Intanto giù nella valle di Cedron e verso Bezetha, particolarmente lungo la strada che conduceva alla Porta di Damasco, andavano sorgendo tende, capanne e baracche d’ogni genere per uso dei pellegrini accorsi a celebrare la Pasqua. Ben Hur s’intrattenne con molti di quegli stranieri, ed ogni qualvolta ritornava alle loro tende si meravigliava del loro numero straordinario, sempre crescente. Quando poi scoperse che ogni parte del mondo, dall’India al settentrione dell’Europa, era fra loro rappresentata, e quando constatò che, sebbene tutta quella gente non conoscesse una sillaba d’Ebraico, era colà convenuta con lo stesso scopo, cioè per la celebrazione della festa, un’idea quasi superstiziosa lo penetrò. Non potrebbe egli dopotutto aver frainteso il Nazareno? Non potrebbe darsi che colui coll’attendere pazientemente avesse abilmente dissimulato una tacita preparazione al compimento della grand’opera? — Ed infatti com’era di gran lunga più propizia quest’occasione, che non quella in cui i Galilei presso Gennezaret avevano voluto a viva forza incoronarlo! Colà il suffragio si limitava a poche migliaja, qui al suo appello risponderebbero milioni di voci. Continuando in quest’ordine di idee e passando da induzione ad induzione. Ben Hur esultò, pensando alla gloriosa prospettiva che si schiudeva ai suoi occhi, nel tempo istesso che s’accrebbe in lui la ammirazone per quell’uomo saturnino, che, sotto il manto d’infinita dolcezza e di meravigliosa abnegazione nascondeva l’accortezza d’un uomo di stato ed il genio d’un capitano.

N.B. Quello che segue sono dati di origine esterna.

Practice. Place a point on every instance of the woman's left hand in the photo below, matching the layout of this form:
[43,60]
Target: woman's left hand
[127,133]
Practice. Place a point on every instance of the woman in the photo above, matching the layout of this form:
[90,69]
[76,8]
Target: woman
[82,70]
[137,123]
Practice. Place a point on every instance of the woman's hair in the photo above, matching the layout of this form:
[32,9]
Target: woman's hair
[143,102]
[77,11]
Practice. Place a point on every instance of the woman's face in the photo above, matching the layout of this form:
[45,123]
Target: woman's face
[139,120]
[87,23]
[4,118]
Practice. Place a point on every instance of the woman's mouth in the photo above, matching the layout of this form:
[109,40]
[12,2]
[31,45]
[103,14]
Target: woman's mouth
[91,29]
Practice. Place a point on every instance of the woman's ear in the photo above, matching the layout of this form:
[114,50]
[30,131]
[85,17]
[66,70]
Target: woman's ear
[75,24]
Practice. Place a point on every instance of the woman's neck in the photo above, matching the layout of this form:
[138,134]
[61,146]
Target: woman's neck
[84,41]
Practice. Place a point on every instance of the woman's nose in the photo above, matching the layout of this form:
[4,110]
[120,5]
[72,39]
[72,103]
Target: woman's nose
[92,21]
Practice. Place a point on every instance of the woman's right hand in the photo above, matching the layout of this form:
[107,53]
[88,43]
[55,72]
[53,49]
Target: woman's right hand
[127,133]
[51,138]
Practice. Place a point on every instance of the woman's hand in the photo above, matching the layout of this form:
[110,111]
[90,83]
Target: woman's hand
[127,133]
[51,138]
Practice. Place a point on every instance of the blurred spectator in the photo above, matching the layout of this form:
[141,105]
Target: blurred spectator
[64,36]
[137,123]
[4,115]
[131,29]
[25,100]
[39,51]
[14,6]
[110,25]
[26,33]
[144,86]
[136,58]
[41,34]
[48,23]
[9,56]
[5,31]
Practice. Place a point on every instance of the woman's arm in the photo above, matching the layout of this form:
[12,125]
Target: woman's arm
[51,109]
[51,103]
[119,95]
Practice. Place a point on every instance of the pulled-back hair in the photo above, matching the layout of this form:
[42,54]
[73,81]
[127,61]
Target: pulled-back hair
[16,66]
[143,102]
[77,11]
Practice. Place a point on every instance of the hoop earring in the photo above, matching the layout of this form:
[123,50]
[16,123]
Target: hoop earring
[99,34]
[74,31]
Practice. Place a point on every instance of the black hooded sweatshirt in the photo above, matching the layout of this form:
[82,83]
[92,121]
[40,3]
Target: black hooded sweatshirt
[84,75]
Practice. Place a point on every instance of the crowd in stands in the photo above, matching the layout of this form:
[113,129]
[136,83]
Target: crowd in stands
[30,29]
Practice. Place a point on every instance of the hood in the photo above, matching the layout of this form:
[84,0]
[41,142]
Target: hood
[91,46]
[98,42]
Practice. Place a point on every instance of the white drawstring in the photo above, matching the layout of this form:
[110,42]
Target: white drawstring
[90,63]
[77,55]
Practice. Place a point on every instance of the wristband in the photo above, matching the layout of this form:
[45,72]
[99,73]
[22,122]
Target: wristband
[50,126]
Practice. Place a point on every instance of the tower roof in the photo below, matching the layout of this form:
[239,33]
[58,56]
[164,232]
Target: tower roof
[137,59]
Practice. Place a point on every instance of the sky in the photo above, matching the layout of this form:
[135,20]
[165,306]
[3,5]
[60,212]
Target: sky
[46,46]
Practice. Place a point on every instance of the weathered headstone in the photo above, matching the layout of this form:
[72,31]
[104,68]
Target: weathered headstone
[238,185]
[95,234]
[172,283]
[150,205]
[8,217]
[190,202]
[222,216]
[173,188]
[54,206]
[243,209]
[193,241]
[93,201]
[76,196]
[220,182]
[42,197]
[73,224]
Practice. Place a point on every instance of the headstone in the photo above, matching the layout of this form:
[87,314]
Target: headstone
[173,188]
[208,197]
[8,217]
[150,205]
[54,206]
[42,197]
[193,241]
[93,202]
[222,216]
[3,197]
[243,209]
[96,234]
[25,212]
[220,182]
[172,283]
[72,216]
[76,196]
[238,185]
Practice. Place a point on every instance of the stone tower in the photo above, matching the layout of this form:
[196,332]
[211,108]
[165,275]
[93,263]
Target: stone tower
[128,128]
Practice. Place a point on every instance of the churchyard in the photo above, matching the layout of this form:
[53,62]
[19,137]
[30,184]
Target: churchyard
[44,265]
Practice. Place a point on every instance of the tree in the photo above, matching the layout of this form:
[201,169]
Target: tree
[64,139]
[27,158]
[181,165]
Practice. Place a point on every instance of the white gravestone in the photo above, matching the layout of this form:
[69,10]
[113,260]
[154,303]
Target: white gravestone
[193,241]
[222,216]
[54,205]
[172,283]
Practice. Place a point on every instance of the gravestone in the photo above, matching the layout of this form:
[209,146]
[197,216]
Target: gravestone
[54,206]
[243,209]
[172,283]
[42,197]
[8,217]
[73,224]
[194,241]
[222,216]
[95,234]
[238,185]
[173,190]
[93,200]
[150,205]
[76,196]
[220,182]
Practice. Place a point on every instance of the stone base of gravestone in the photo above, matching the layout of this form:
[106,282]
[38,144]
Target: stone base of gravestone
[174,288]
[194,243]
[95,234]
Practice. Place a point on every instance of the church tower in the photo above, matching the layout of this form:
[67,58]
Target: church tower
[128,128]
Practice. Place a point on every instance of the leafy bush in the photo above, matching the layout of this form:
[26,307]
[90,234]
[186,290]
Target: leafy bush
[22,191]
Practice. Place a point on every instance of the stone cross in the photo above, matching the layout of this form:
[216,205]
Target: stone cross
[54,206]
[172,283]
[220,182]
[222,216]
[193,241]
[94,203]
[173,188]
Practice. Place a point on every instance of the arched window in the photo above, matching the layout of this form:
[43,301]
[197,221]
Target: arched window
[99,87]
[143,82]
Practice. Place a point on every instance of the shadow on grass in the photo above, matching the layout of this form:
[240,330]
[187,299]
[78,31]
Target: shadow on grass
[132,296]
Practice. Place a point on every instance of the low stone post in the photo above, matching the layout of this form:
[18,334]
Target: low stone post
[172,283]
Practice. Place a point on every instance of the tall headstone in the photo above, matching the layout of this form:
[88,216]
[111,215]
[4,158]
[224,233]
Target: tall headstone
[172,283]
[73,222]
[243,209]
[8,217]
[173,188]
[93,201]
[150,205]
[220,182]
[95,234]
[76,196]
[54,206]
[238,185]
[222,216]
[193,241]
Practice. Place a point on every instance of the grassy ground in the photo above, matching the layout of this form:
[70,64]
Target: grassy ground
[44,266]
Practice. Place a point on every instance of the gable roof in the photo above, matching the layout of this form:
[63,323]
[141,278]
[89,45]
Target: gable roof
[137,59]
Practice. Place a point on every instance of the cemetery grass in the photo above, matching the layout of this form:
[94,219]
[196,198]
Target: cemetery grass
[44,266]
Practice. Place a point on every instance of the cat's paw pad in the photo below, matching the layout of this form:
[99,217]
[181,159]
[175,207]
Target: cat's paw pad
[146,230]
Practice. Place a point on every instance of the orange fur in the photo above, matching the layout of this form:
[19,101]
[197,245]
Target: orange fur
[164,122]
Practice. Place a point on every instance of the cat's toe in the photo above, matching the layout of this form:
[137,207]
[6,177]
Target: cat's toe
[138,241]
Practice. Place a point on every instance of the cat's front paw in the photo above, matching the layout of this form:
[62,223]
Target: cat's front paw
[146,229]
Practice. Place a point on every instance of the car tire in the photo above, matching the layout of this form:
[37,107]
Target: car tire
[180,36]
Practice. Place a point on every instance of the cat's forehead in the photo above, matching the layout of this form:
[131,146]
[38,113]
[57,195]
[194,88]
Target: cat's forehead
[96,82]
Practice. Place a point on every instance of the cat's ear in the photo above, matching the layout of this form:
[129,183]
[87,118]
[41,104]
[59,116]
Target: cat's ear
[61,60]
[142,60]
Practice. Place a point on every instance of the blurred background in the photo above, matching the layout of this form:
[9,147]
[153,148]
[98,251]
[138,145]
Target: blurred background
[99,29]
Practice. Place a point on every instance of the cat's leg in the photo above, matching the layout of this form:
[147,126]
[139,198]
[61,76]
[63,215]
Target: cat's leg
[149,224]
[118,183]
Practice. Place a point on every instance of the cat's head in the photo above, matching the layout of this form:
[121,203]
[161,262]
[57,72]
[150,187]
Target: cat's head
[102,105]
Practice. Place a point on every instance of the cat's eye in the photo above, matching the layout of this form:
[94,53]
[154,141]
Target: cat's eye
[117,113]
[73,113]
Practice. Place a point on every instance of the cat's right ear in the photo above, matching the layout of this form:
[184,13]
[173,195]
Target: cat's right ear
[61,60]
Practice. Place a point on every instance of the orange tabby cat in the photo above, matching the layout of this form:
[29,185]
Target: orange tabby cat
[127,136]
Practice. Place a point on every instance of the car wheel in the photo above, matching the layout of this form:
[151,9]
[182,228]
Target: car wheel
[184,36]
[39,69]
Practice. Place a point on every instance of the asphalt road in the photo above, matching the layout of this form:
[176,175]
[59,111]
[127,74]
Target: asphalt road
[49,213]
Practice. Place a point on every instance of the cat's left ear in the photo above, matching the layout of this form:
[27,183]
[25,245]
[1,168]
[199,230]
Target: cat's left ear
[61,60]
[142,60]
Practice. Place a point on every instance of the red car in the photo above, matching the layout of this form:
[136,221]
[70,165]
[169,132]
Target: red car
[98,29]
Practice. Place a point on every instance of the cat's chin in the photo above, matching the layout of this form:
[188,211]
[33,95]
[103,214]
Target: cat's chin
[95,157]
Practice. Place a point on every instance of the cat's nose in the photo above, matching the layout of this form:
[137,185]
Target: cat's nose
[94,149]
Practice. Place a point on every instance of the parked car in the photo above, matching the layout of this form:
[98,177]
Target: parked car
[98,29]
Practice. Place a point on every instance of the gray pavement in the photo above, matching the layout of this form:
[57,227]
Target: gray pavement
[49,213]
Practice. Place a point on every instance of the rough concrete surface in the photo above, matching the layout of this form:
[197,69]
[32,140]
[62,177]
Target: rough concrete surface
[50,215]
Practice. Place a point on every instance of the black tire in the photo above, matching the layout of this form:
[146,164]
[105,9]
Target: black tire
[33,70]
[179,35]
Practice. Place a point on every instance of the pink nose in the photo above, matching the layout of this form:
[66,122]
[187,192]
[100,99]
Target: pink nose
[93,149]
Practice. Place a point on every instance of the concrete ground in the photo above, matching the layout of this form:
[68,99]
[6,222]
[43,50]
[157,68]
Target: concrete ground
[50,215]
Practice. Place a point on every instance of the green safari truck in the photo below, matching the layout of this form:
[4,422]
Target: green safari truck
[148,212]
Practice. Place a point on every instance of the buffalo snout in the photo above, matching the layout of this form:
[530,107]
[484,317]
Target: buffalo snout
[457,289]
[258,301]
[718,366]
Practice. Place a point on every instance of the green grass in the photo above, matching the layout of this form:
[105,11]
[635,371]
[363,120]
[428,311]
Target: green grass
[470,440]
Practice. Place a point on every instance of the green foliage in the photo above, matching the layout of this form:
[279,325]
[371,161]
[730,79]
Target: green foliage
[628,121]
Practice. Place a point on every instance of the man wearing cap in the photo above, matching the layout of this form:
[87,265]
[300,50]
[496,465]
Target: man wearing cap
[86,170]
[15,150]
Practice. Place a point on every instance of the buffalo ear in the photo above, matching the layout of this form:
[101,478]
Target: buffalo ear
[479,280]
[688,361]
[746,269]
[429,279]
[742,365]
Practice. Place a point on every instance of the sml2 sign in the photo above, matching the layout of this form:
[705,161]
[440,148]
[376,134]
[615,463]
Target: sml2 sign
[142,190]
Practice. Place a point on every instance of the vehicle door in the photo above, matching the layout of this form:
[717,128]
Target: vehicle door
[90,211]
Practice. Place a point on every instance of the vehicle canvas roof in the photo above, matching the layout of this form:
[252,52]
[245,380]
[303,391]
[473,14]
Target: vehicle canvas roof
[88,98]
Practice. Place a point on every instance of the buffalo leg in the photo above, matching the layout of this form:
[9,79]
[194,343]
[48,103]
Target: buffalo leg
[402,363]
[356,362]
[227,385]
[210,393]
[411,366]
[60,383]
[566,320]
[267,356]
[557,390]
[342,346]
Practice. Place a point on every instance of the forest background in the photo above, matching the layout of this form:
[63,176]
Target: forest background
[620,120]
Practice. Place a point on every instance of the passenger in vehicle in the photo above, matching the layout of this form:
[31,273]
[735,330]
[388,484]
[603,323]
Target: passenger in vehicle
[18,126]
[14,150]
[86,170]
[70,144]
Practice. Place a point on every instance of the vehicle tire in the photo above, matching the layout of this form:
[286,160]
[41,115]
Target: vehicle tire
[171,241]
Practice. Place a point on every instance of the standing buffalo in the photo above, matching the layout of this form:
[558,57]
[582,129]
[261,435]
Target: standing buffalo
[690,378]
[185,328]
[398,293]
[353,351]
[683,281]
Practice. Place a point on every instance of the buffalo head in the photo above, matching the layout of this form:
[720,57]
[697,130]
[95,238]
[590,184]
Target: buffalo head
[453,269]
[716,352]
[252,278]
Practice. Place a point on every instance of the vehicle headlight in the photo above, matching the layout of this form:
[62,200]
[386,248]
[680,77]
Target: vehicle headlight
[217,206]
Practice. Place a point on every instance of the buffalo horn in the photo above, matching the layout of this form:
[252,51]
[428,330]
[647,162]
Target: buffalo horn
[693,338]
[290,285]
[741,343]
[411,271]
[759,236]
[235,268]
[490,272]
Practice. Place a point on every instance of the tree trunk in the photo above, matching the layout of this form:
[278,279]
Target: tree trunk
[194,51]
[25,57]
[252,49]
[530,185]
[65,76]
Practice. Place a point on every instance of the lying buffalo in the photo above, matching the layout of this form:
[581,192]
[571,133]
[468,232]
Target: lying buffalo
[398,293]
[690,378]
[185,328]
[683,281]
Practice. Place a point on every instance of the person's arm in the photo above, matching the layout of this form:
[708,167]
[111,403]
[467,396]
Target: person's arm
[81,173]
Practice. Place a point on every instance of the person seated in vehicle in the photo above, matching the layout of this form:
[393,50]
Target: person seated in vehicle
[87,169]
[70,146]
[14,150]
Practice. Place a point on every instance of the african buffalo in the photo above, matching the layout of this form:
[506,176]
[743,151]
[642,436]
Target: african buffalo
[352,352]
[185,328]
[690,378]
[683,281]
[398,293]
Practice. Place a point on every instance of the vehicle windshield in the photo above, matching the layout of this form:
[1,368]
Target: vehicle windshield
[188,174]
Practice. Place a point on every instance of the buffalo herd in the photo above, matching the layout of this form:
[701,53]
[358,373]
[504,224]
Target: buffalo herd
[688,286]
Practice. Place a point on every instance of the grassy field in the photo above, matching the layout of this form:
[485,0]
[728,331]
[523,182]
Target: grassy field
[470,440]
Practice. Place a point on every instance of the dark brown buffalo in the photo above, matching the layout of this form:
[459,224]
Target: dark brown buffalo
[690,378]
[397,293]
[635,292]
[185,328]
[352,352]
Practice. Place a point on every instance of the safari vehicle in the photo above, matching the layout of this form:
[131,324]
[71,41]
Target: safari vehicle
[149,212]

Di tempo in tempo, uomini dal volto abbronzato ed ombreggiato da folta barba, venivano in cerca di lui, e lo trattenevano in secreti colloquii; alle domande della madre, egli rispondeva semplicemente: — «Sono amici miei di Galilea.» — Per loro mezzo egli era tenuto a giorno delle mosse del Nazareno e delle insidie dei suoi nemici Rabbini e Romani. Sapeva che la vita di quell’uomo straordinario correva pericolo, ma si rifiutava di credere che ci fosse alcuno abbastanza temerario per assalirlo proprio nel momento della sua massina popolarità, e si confortava pensando alla sicurezza che presentava il numero enorme dei suoi ammiratori. In cuor suo Ben Hur faceva sopratutto assegnamento sul potere miracoloso di Cristo, mentre non gli passò neppure pel capo l’idea che chi esercitava un tal potere pel bene altrui non l’avrebbe forse voluto esercitare in propria difesa.
Giova tener presente che questi incidenti avevano luogo fra il ventesimo giorno di Marzo, secondo il nostro calendario, ed il giorno venticinquesimo. Alla sera di quest’ultimo giorno, Ben Hur, non potendo più oltre frenare la propria impazienza, montò a cavallo e partì per la città promettendo di ritornare la stessa notte.
Il cavallo galoppò di buona lena. Le strade, i ridenti vigneti che le fiancheggiavano erano silenziosi, le case deserte, e spenti i fuochi presso le tende; perchè alla vigilia di Pasqua tutti si recavano in città, affollando le corti del Tempio, ove si sgozzavano gli agnelli. Il cavaliere entrò dalla porta settentrionale e penetrò in Gerusalemme, festosamente illuminata in onore del Signore.